The model proposed by Thorsen-Meyer et al.³² for 90-day mortality from admission time was based on iterative improvement to the measurement throughout the hospital stay. It is based on the same features as SAPS-III, with these features recalculated every hour and used to update the model’s prediction. At admission, the AUROC was at its lowest − 0.73. This then steadily increased throughout the stay, with AUROC reaching 0.82 after 24 h, then 0.85 after 72 h, and finally 0.88 at the time of discharge from ICU. This is an interesting approach for long-term mortality prediction, however it differs from our own scheme in several ways. Firstly, our scheme provides mortality risk prediction within shorter windows, which is more suitable for supporting immediate treatment decisions. Accurate prediction of 90-day mortality is certainly commendable, but the width of the window would limit the usefulness in making treatment decisions during a patient’s stay. Secondly, the dependence of the Thorsen-Meyer et al. model³² on SAPS-III parameters introduces a higher burden on healthcare workers, with a number of pathological tests needing to be constantly re-run to keep this information up-to-date. Our scheme uses only vital signs, which are simple to record even without automatic equipment. As such, our scheme would place less additional burden on healthcare providers and would be more suitable for low-resource hospitals. Finally, the Thorsen-Meyer et al. model³² has substantially lower AUROC during the early stages of admission, reaching only 0.82 with 24 h of data. All three of our AIMS schemes achieve a higher AUROC using 24 h of data. Furthermore, within 24 h our AIMS-3 scheme achieves a marginally better AUROC than that of the Thorsen-Meyer et al. model³² at time of discharge. Overall, the AIMS scheme would be more suitable for short-term mortality prediction in ICU environments.

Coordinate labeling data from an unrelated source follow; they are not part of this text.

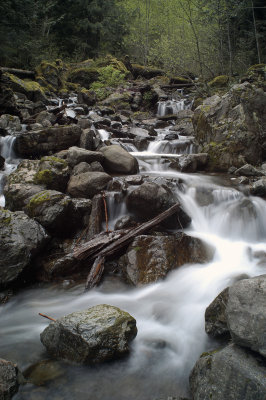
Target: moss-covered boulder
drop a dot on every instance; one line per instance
(42, 142)
(50, 75)
(101, 333)
(145, 72)
(219, 81)
(53, 173)
(232, 128)
(53, 210)
(31, 89)
(21, 238)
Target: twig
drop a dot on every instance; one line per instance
(46, 316)
(105, 210)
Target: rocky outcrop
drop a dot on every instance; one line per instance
(149, 258)
(231, 128)
(42, 142)
(118, 160)
(232, 373)
(21, 239)
(10, 379)
(246, 313)
(101, 333)
(87, 184)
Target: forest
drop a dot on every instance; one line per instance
(203, 37)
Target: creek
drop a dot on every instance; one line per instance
(169, 314)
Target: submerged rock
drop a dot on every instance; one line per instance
(232, 373)
(21, 239)
(149, 258)
(101, 333)
(116, 159)
(10, 378)
(246, 313)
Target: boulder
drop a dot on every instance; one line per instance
(215, 318)
(21, 239)
(118, 160)
(149, 258)
(77, 155)
(9, 123)
(53, 173)
(87, 184)
(231, 128)
(150, 199)
(10, 379)
(101, 333)
(232, 373)
(42, 142)
(246, 313)
(53, 210)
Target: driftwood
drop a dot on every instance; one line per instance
(108, 243)
(21, 73)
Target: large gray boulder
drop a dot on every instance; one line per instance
(21, 239)
(116, 159)
(149, 258)
(246, 313)
(44, 141)
(232, 128)
(10, 378)
(99, 334)
(232, 373)
(87, 184)
(77, 155)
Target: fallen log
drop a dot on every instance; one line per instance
(119, 238)
(21, 73)
(100, 247)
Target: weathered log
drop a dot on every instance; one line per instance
(21, 73)
(95, 274)
(92, 250)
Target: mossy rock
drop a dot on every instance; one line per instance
(114, 62)
(219, 81)
(145, 72)
(31, 89)
(83, 76)
(179, 80)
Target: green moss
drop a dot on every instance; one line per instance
(219, 81)
(44, 177)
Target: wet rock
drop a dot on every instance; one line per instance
(87, 184)
(149, 258)
(77, 155)
(248, 170)
(215, 318)
(258, 188)
(17, 195)
(43, 372)
(9, 123)
(53, 173)
(10, 379)
(116, 159)
(150, 199)
(53, 210)
(21, 239)
(42, 142)
(101, 333)
(231, 373)
(246, 313)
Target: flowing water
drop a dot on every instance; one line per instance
(169, 314)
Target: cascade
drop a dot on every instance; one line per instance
(169, 314)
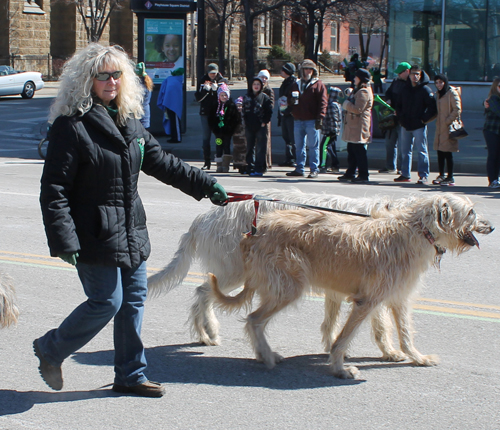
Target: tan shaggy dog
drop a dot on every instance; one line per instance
(214, 240)
(8, 309)
(368, 260)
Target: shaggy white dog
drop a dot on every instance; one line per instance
(369, 260)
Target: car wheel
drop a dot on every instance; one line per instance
(28, 90)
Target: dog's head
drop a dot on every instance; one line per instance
(453, 220)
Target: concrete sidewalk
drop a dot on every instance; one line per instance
(470, 159)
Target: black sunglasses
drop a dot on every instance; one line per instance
(104, 76)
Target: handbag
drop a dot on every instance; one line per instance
(457, 130)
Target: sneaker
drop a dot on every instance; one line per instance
(448, 182)
(345, 178)
(438, 180)
(423, 180)
(294, 173)
(52, 375)
(147, 389)
(359, 180)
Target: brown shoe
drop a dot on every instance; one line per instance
(148, 389)
(52, 375)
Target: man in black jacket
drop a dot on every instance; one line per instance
(393, 93)
(206, 96)
(285, 116)
(416, 107)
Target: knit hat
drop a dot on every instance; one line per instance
(288, 68)
(402, 67)
(363, 75)
(264, 73)
(212, 67)
(223, 88)
(140, 69)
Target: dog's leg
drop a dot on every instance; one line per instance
(361, 308)
(204, 323)
(402, 317)
(330, 325)
(382, 332)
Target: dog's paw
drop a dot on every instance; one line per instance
(350, 372)
(426, 360)
(394, 356)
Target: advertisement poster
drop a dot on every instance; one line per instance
(163, 48)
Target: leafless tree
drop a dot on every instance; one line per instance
(224, 12)
(95, 15)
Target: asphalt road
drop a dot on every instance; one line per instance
(456, 314)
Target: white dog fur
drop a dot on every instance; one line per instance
(368, 260)
(214, 239)
(8, 308)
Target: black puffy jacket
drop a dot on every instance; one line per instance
(417, 105)
(89, 198)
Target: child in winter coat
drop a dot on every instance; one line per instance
(257, 111)
(223, 119)
(330, 130)
(240, 142)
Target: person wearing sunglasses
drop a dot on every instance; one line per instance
(93, 216)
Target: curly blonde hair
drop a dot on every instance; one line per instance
(75, 95)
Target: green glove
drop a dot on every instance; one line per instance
(69, 257)
(217, 194)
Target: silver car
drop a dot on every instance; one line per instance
(13, 82)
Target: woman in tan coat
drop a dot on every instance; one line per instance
(357, 128)
(449, 108)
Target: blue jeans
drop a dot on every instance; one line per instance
(393, 153)
(112, 292)
(418, 138)
(306, 134)
(205, 137)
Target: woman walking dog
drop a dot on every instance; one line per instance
(93, 216)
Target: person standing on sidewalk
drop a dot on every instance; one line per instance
(491, 133)
(449, 107)
(357, 128)
(206, 96)
(308, 99)
(93, 216)
(393, 136)
(416, 108)
(285, 118)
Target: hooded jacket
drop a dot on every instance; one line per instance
(417, 105)
(205, 98)
(89, 198)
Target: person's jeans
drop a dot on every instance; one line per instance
(112, 292)
(205, 136)
(287, 134)
(418, 138)
(393, 153)
(256, 149)
(493, 158)
(306, 134)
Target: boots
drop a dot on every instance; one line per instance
(226, 160)
(218, 160)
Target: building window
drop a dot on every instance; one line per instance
(33, 6)
(334, 28)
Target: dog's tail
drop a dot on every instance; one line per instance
(229, 303)
(9, 312)
(172, 275)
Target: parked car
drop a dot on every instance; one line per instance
(14, 82)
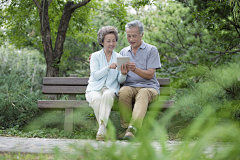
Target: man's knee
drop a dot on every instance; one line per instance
(125, 91)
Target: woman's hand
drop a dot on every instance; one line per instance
(124, 69)
(113, 66)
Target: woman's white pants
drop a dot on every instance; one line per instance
(101, 102)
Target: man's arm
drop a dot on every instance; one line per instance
(148, 74)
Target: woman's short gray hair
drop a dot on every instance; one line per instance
(102, 32)
(135, 23)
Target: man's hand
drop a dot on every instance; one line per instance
(124, 69)
(89, 57)
(131, 66)
(113, 66)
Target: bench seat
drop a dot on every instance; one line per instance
(74, 85)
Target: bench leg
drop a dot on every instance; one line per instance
(68, 123)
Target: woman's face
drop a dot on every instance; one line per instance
(109, 42)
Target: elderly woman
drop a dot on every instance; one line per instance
(103, 84)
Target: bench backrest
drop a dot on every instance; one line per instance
(77, 85)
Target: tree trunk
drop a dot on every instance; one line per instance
(53, 56)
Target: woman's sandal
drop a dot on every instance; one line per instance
(100, 137)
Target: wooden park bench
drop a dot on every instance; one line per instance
(74, 85)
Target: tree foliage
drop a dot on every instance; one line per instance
(192, 33)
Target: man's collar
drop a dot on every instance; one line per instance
(143, 45)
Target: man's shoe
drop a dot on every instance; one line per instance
(130, 133)
(120, 136)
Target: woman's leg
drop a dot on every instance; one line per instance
(94, 100)
(107, 101)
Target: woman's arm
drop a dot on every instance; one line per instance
(96, 72)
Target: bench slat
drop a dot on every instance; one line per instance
(64, 89)
(42, 104)
(83, 81)
(57, 104)
(82, 89)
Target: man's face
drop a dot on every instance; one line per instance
(134, 37)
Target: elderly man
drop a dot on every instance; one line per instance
(141, 86)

The AUROC of our strongest network, AIMS-3, also compares favourably to the high-performing scheme presented by Johnson et al.¹⁷. Unfortunately there are no other metrics presented in this paper to which we can compare. However, it is clear that this model depends on a feature vector nearly three times larger than our own. Additionally, the feature vector used by Johnson et al.¹⁷ depended heavily upon laboratory values. Of the 148 variables considered, only 20 were vital signs—the rest were the results of laboratory tests and the GCS. As such, it would be extremely difficult to implement this scheme in reality, and even more challenging to update it regularly during the stay, as medical professionals would have to undertake the laborious task of extensive data entry. Meanwhile, our scheme depends primarily on vital signs that are either automatically recorded or manually measured simply and regularly, greatly reducing the demand on healthcare workers.

Minimal statistics were presented by Delahanty et al.¹⁸, but they do achieve the highest AUROC of the papers we consider. Unfortunately, it has many limitations. While it depends on 17 features directly, three of those features are based on manual diagnosis. As previously discussed, the APR-DRG Risk of Mortality and APR-DRG Severity of Illness are determined based on the diagnosis of the patient, which requires that all diagnoses are known, and also that the hospital uses this particular coding scheme. The scheme also demonstrated strong dependency on MS-DRG codes to determine the Medicare cost-weight index, and these codes are certainly not used in all hospitals. Despite depending on 17 features directly, the dependency of the scheme presented by Delahanty et al.¹⁸ on these 3 diagnoses-based features means that there is a much greater true dependence based on the many parameters that are used to determine the diagnosis. Additionally, the scheme presented Delahanty et al.¹⁸ depends on a 48-h window including 24 h pre-ICU admission and 24 h following admission. Therefore, it could not be used in any window other than at ICU admission, and would likely not perform well where the patient is admitted directly to ICU without having first stayed elsewhere in the hospital. Conversely, our AIMS schemes depend on just 24 h of data, and can be easily and automatically updated throughout the patient’s stay.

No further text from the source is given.